The story of Sara Baartman resurfaced in 1981 when Stephen Jay Gould, a palaeontologist wrote about her story in his book The Mismeasure of Man where he criticised racial science.

After his election in 1994 as President of South Africa, Nelson Mandela requested the repatriation of Baartman’s remains and Cuvier’s plaster cast. The process took eight years, as the French had draft a carefully worded bill that would not allow other countries to claim treasures taken by the French.

As the French Parliament debated the matter of the return of her remains to her native land, the then Minister of Research, Roger-Gerard Scwartzenberg said: “This young woman was treated as if she was something monstrous. But where in this affair is the monstrosity?”

According to Thabo Mbeki, “the monstrosity lie in the matter of the gross abuse of a defenceless African woman in England and France! It was not the abused human being who was monstrous but those who abused her. It was not the lonely African woman in Europe, alienated from her identity and her motherland who was the barbarian, but those who treated her with barbaric brutality.”

In 1998, Diana Ferrus, a South African writer, poet and storyteller of Khoisan ancestry, wrote a poem about Sarah Baartman. The popularity of the poem is widely believed to be responsible for the return of Bartmann’s remains to South Africa, for in March 2002, the French government eventually agreed for Baartman’s remains to return to South Africa in 2002. The poem was published into a French law.

“I’ve come to take you home –
home, remember the veld?
the lush green grass beneath the big oak trees
the air is cool there and the sun does not burn.
I have made your bed at the foot of the hill,
your blankets are covered in buchu and mint,
the proteas stand in yellow and white
and the water in the stream chuckle sing-songs
as it hobbles along over little stones…”

from A poem for Sarah Baartman by Diana Ferrus

Read the full poem here.

On Women’s Day, 9 August 2002, Sara Baartman’s remains were buried in the area of her birth, the Gamtoos River Valley in the Eastern Cape, 192 years after she had left for Europe.

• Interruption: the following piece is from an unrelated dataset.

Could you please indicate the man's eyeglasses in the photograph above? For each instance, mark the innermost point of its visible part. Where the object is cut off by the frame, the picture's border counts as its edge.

Several articles and books have been published about Saartjie Baartman’s treatment and cultural significance. Baartman’s story is seen as a particularly shocking example of the ways in which Black bodies can be dehumanised, and made into a grotesque “other”. “She has become the landscape upon which multiple narratives of exploitation and suffering within black womanhood have been enacted,” wrote Natasha Gordon-Chipembere, editor of Representation and Black Womanhood: The legacy of Sarah Baartman. She argued that, amid all this, Baartman “the woman, remains invisible”.